Svay Rieng province – The Grassroots Democratic Party yesterday distributed policy leaflets here to seek support from voters, some of whom had never heard of the party prior to being presented with the pamphlets.
Sek Sokha, a candidate for the province, said that a party working group distributed leaflets which briefly described the GDP’s policies in Svay Chrum and Romeas Hek districts.
“We have distributed leaflets and explained our policies to people through speakers,” he said, adding that he also explained to voters the background and detailed policies of the GDP.
“As well as verbal explanations and helping them understand the basics of democracy, we also told them how the GDP will do things to develop communities,” he added.

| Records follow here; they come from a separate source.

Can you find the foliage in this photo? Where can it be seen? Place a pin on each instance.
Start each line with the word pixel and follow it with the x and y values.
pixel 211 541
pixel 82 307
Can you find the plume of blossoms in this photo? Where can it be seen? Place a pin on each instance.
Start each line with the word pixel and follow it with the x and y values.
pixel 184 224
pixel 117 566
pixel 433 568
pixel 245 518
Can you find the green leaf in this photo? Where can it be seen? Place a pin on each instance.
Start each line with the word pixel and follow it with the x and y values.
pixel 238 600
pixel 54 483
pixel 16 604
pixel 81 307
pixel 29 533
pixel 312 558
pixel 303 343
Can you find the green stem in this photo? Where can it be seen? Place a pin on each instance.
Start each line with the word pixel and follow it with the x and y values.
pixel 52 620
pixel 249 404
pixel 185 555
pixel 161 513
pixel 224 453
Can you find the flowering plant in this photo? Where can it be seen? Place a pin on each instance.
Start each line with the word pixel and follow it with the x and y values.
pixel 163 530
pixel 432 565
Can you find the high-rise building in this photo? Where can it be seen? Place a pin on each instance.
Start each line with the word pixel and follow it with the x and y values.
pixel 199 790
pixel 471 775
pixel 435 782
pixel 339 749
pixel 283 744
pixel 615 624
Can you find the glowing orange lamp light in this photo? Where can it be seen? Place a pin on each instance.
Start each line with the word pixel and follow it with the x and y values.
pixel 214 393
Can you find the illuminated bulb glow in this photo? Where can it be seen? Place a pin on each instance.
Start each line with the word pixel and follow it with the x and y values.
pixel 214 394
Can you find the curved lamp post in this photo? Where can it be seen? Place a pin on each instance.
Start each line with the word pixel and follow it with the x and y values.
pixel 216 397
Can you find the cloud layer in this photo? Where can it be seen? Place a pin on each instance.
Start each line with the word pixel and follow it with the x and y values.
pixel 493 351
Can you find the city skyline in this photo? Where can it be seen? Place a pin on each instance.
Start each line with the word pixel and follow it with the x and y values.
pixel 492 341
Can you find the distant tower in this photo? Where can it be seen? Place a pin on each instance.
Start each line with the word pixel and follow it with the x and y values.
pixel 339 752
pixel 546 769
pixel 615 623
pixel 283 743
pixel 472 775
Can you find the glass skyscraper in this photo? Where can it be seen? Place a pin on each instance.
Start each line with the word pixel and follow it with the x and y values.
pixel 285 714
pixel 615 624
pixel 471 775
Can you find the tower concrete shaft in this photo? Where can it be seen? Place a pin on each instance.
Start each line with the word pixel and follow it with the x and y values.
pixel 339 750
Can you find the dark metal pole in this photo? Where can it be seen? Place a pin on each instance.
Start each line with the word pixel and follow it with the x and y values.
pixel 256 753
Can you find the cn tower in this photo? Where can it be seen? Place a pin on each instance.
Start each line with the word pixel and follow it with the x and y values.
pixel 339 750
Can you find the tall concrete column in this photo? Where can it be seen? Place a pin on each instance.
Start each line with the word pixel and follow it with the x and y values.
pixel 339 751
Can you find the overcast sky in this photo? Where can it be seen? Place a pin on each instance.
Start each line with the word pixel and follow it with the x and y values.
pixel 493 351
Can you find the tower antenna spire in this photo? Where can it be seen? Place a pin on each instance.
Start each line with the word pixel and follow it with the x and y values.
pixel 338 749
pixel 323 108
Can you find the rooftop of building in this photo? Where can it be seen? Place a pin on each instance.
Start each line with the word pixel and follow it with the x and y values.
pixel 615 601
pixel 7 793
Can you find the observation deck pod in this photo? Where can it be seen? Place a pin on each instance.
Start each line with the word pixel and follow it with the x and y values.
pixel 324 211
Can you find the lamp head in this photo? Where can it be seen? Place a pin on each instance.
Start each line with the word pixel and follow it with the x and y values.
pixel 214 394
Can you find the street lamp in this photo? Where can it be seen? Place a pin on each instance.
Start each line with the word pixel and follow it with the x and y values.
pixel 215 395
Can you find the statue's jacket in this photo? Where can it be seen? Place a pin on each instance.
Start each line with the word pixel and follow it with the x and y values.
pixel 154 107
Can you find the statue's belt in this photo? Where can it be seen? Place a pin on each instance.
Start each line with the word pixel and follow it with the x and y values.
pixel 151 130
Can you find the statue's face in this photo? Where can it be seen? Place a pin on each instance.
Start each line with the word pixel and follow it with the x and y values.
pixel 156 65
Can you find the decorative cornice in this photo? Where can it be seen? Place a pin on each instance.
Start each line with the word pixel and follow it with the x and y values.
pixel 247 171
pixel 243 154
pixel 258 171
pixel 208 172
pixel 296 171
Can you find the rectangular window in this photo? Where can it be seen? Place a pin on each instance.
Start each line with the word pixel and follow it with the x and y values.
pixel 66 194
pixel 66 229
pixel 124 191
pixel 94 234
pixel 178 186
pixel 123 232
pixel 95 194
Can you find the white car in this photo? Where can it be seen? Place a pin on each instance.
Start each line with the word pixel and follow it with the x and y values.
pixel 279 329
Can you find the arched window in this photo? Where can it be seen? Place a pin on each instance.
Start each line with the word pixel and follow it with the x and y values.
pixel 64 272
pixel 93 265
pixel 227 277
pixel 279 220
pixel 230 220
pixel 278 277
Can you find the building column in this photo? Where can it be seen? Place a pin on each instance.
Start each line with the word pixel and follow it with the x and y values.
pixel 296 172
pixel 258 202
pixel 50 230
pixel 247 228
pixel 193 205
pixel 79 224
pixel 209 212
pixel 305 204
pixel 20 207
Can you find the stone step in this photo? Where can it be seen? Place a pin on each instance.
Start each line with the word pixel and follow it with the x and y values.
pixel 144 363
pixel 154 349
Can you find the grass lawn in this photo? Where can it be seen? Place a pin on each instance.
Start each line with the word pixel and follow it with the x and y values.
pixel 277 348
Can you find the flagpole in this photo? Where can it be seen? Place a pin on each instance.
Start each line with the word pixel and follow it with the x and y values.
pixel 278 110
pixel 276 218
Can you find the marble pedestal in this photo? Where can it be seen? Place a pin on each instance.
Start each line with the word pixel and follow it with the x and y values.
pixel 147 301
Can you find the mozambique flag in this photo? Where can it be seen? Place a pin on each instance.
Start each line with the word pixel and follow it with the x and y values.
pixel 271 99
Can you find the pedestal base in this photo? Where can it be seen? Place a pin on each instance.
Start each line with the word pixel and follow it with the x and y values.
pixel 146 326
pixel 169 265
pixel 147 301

The GDP’s policies focus on agriculture, employment, health, education, and social and public services.
Because of a lack of funds and members, Mr Sokha decided to distribute leaflets rather than organise a large rally. He was accompanied by three other party members in a car with two mounted speakers for the leaflet campaign.
“We campaign like this because it involves spending less money and it is not difficult to pick up members,” he said. “This way is also more effective.”
Mr Sokha said distributing leaflets could engage voters with the GDP. More than 3,000 leaflets had been distributed, he said.
He expected that the party would win support in the province, in which most voters supported the former opposition CNRP and now backed the GDP. The CPP won three out of five seats in the province in 2013, with the other two going to the CNRP.
While distributing the leaflets, GDP activists raised issues mostly related to policies for old people, workers and pregnant women.
Under its policies, people from age 65 would get $37.5 per month, workers would get five months’ allowances during unemployment, and all women would receive $125 for giving birth.
Party member Phoung Piseth said many people supported the GDP after the leaflets were distributed.
“I will not stop supporting the GDP because I see the party policies are good,” Mr Piseth said.
Many villagers in Romeas Hek district said they knew only a few parties, including the ruling CPP and the dissolved CNRP. Eng Sokhom said only the CPP and GDP have campaigned in her commune this year and she became aware of the GDP through the leaflet.
“I am already prepared to vote in this election, but I will continue to read the leaflet and analyse their policies first before I make a decision on which party to vote for,” she said.
Another villager, Mao Sam Ath, said she felt hopeless now that the CNRP was gone and she had not yet decided if she would cast a ballot. However, she said she was interested in the policies of the GDP.
“I am considering if I will vote or not, and will wait until I completely read the GDP policies first,” she said.